A volte, grande Agamennone, impersona
il tuo smisurato potere, e come un attore vanaglorioso
la cui presunzione sta tutta nei garretti,
e che si gloria tutto nell’udire il legnoso dialogo
tra il suo goffo andirivieni e l’assito,
recita la tua grandezza
sì da sembrar pietoso e più che esagerato;
quando parla sembra una campana fessa,
quel che dice è così rozzo da sembrare
iperbolico sulla lingua del ruggente Tifone.
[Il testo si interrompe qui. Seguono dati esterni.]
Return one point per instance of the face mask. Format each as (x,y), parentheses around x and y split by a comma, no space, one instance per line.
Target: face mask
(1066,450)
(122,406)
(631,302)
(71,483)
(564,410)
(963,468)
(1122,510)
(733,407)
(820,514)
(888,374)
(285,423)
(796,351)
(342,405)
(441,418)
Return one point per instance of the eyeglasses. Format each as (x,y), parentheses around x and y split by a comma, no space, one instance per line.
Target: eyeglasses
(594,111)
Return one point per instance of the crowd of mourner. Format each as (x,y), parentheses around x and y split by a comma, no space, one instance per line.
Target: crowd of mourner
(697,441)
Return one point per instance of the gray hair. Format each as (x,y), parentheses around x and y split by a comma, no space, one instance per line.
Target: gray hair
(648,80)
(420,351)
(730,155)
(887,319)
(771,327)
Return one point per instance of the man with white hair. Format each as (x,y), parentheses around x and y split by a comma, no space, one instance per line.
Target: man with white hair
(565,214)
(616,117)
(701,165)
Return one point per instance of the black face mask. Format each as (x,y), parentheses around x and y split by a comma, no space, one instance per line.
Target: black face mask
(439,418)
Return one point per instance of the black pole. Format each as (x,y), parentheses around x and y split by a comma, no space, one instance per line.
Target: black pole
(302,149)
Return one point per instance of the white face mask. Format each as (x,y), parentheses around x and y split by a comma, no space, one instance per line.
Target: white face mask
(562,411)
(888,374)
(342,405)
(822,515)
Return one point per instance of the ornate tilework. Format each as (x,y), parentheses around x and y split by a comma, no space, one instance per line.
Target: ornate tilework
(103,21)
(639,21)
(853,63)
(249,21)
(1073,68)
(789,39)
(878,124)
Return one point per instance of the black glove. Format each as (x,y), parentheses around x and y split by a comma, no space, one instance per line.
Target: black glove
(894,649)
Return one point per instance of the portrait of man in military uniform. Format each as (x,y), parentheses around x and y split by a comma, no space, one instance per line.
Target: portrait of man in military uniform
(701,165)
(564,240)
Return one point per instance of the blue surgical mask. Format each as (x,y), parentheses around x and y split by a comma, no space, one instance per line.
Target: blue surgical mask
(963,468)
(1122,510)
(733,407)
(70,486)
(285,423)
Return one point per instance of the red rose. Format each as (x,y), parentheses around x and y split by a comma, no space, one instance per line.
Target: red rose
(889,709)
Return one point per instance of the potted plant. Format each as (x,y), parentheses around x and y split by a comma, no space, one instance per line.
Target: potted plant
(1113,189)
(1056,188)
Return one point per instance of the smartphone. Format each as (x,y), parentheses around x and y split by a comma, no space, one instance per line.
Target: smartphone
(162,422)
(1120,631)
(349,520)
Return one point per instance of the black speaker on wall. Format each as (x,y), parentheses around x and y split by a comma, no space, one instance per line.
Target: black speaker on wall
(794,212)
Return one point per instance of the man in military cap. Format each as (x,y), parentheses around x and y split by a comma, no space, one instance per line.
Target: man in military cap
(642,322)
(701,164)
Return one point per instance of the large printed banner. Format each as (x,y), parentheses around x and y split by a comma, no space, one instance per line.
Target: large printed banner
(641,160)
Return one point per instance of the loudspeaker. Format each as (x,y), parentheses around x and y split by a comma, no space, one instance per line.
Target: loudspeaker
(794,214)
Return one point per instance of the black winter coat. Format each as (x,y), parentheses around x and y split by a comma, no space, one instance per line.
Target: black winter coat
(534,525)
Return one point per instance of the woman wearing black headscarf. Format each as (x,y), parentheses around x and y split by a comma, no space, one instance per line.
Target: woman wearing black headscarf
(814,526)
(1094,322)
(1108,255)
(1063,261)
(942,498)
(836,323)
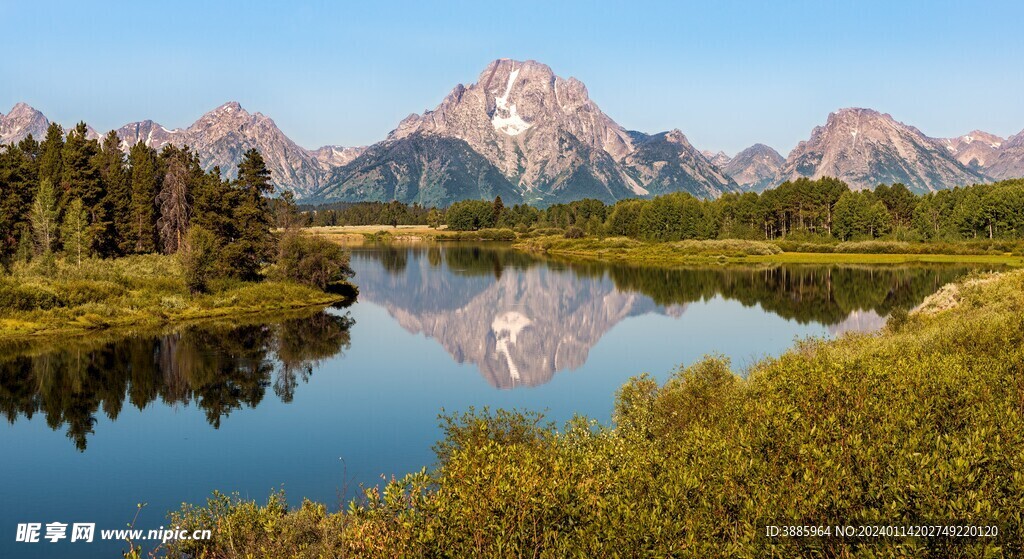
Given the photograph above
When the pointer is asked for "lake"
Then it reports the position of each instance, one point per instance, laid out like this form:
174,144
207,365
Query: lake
318,402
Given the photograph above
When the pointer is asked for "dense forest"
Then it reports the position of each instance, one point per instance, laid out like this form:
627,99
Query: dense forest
78,198
822,209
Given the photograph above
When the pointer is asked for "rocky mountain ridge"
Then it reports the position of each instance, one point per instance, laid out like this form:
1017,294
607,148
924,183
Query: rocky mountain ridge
541,132
528,135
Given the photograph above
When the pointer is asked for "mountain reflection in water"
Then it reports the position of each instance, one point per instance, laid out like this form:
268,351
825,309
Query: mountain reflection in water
520,319
219,368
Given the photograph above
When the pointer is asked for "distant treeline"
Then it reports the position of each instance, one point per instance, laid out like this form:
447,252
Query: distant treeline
824,209
84,198
81,198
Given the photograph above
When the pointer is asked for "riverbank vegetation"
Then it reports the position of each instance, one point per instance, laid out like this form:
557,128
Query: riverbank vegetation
822,211
90,239
920,423
61,297
620,249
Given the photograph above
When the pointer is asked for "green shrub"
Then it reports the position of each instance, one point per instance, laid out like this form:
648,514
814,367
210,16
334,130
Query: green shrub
574,232
312,261
199,257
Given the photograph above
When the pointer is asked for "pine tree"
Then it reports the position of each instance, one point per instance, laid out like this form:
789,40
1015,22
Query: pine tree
175,207
44,216
117,196
254,245
51,155
74,231
17,185
144,186
80,174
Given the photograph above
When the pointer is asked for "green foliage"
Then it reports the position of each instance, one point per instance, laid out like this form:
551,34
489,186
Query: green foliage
470,215
44,217
312,261
144,183
198,257
74,231
573,232
920,423
253,246
56,297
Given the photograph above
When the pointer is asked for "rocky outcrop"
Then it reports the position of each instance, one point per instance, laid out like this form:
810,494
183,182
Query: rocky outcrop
22,121
549,139
756,168
1009,161
865,147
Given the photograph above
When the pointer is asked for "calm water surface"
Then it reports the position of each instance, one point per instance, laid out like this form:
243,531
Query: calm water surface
321,402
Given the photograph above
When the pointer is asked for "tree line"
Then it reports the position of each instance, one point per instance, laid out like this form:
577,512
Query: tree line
82,198
824,209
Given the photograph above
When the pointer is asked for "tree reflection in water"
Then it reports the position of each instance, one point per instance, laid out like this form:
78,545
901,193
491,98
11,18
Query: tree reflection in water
219,368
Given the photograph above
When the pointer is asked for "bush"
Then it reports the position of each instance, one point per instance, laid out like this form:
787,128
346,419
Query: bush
199,257
574,232
312,261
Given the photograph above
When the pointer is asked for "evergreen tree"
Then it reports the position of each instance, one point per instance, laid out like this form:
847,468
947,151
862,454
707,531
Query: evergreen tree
175,207
44,216
254,244
75,230
80,176
141,233
117,196
17,185
287,212
498,208
51,155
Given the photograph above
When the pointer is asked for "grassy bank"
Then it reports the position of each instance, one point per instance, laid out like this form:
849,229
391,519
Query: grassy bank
131,292
923,422
697,252
358,234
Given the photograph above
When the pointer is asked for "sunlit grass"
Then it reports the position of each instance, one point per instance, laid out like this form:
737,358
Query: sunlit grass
129,292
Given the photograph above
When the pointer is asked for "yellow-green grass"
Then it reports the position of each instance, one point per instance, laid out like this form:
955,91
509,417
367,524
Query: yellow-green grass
728,251
131,293
357,234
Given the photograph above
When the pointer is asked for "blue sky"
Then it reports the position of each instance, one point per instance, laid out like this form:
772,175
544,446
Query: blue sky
727,74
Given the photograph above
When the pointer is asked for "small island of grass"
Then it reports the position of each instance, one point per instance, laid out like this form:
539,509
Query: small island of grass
62,298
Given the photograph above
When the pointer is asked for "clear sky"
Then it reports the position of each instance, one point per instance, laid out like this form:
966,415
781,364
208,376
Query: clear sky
728,74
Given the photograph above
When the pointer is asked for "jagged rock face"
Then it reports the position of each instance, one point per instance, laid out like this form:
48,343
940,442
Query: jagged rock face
548,138
756,168
224,134
865,148
719,160
667,163
425,169
331,157
148,133
22,121
975,149
1009,161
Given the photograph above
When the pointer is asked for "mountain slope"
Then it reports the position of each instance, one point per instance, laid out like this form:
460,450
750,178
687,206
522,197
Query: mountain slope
756,168
224,134
1009,161
976,149
425,169
22,121
865,148
546,136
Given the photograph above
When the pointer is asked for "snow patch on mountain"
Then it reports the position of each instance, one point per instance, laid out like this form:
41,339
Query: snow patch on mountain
513,124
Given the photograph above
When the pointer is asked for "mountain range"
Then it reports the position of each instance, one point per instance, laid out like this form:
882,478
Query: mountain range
528,135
E, di fronte a questo guitto, Achille grande e grosso
stravaccato sul suo letto sfatto, si mette
ad applaudire con risatacce sonore e grida:
“Bravissimo! È Agamennone sputato! Ora fammi
Nestore, schiarisciti la gola e accarezzati la barba
come fa lui quando sta per parlare”.
E Patroclo lo fa, avvicinandosi al suo modello
quanto due parallele fra loro, e gli somiglia
quanto Vulcano è simile a sua moglie.
Ma il divo Achille è ancora lì che grida:
“Bravissimo! È Nestore sputato! E ora fallo
quando deve alzarsi di notte e prendere le armi
per un allarme improvviso”. Ecco che gli acciacchi
dell’età diventano oggetto di divertimento,
e lui tossisce, sputa, brancica con mani malferme
la gorgiera e non gli riesce mai d’allacciarla.
E lì di fronte c’è Ser Valore tutto sbellicato:
“Basta Patroclo, oppure fammi costole d’acciaio
che le mie non reggono a questo grande ridere”.
Così ogni nostra abilità, virtù, forma, natura,
ogni talento di ognuno e di tutti,
le nostre gesta, i nostri piani, ordini, difese,
incitamenti a battersi, trattative, vittorie,
sconfitte, tutto ciò che è o che non è
diventa oggetto di beffa per quei due.